Lamezia Terme, 22 luglio - "Ancora una volta questo Governo, quando si parla di sicurezza, ma soprattutto di investimenti in risorse umane e di mezzi, gioca alle tre carte tentando in tutti i modi di confondere le acque. Tutto ciò che Mantovano dice riferendosi al Commissariato di Lamezia Terme, è lontano dalla realtà". A sostenerlo è la segreteria regionale del Coisp, in replica alle affermazioni fatte dal sottosegretario all'interno Alfredo Mantovano in risposta ad una interrogazione di Mario Tassone sulle difficoltà in cui opera la polizia a Lamezia. Mantovano ha detto, tra l'altro, che la dotazione organica di uomini è superiore alla previsione organica. "L'organico preso in considerazione dall'esponente del Governo - sostiene il Coisp - risulta fornito in base a una previsione organica fissata al 1989. Da allora quello che è cresciuto esponenzialmente in Lamezia Terme e dintorni è il livello della criminalità organizzata, per combattere il quale il Commissariato di Lamezia Terme ha già dato il suo tributo di sangue e che per combatterlo non conosce soste nell'attività e nel rendimento qualitativo. Con quei numeri abbiamo costituito l'unico avamposto della Polizia fra Siderno e Crotone, nella zona jonica, altra terra a vischiosa densità mafiosa, e precisamente il Commissariato sezionale di Catanzaro Lido. Questo avamposto della Polizia di Stato viene considerato nel numero oppure no? Non ci risulta". "In sostanza - conclude il Coisp - Mantovano fotografa una situazione pre-esistente prima della divisione tra Catanzaro Crotone e Vibo, non sappiamo se sia colpa dei suoi collaboratori o se realmente il Sottosegretario sia convinto che ciò che dice é vero. Tutto ciò che Mantovano dice, riferendosi al Commissariato di Lamezia, è lontano dalla realtà”.

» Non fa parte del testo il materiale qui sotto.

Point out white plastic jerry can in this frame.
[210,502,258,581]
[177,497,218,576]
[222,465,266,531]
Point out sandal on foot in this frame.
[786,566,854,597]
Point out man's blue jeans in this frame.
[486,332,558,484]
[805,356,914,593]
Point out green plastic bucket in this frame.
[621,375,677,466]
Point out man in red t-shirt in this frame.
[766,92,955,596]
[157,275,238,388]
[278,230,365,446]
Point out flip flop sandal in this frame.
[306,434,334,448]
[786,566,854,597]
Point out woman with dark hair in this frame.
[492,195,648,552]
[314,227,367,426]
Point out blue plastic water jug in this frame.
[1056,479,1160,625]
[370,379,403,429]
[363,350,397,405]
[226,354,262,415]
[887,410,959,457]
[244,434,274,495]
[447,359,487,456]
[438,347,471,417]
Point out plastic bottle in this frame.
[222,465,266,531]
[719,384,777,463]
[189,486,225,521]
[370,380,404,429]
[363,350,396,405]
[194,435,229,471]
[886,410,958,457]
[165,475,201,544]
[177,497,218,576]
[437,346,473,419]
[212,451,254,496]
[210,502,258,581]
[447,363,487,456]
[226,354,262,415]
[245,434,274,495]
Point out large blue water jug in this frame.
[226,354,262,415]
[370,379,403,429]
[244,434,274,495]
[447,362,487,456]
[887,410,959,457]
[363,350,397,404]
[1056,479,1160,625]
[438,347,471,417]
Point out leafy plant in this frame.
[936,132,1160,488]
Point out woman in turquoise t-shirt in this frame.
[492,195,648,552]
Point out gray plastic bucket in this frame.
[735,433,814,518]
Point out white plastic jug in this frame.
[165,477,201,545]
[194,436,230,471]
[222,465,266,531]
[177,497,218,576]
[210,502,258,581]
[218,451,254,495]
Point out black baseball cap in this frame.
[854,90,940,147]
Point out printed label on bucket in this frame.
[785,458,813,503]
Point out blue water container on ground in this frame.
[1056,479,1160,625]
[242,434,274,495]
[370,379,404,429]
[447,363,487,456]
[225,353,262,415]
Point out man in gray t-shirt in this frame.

Riportiamo qui di seguito il testo a risposta scritta del sottosegretario Mantovano cui il Sindacato di Polizia fa riferimento
Sottosegretario Mantovano: "Attualmente il personale in servizio conta su una forza effettiva di 94 unità, rispetto ad una previsione organica di 93 e da 2 appartenenti ai ruoli tecnici. Negli Uffici delle Specialità (Stradale, Ferroviaria e di Frontiera) prestano, altresì, servizio 129 operatori a fronte di una previsione organica di 73 unità, con un sovraorganico di 56 unità. Nelle attività di controllo del territorio, accanto al personale della Polizia di Stato, operano 103 militari dell'Arma dei carabinieri e 164 della Guardia di finanza, per un totale complessivo di 490 operatori delle Forze dell'ordine con un sovraorganico di 26 unità. Il Governo sta, comunque, intervenendo, compatibilmente con i noti limiti di contenimento della spesa pubblica, mediante progressive assunzioni a tempo indeterminato: assunzioni ancora in corso per il 2010 pari a 2033 unità, mentre per il 2011 sono previsti ulteriori 2900 operatori. Sulla segnalata insufficienza delle dotazioni di straordinario, il relativo monte ore viene ripartito dalla Questura di Catanzaro sulla base delle esigenze di servizio e con criteri di priorità tra i vari Uffici presenti sul territorio provinciale. In particolare, il monte ore per il 2011 non ha subito riduzioni, essendo rimasti invariati, rispetto al 2010, i limiti mensili, che per il Commissariato di Lamezia Terme sono pari a 1.100 ore. Nel corrente esercizio finanziario, inoltre, sono state autorizzate le liquidazioni di tutte le prestazioni rese nel 2010, anche in esubero rispetto al monte ore mensile. Per quanto riguarda, infine, le dotazioni di mezzi, risultano assegnate alla Questura di Catanzaro 32 autovetture di servizio per il controllo del territorio (a fronte dei 15 veicoli previsti); 18 autovetture in colore di istituto per attività ordinarie (rispetto alle 20 previste) e 38 autovetture in colore di serie (rispetto alle 30 previste)".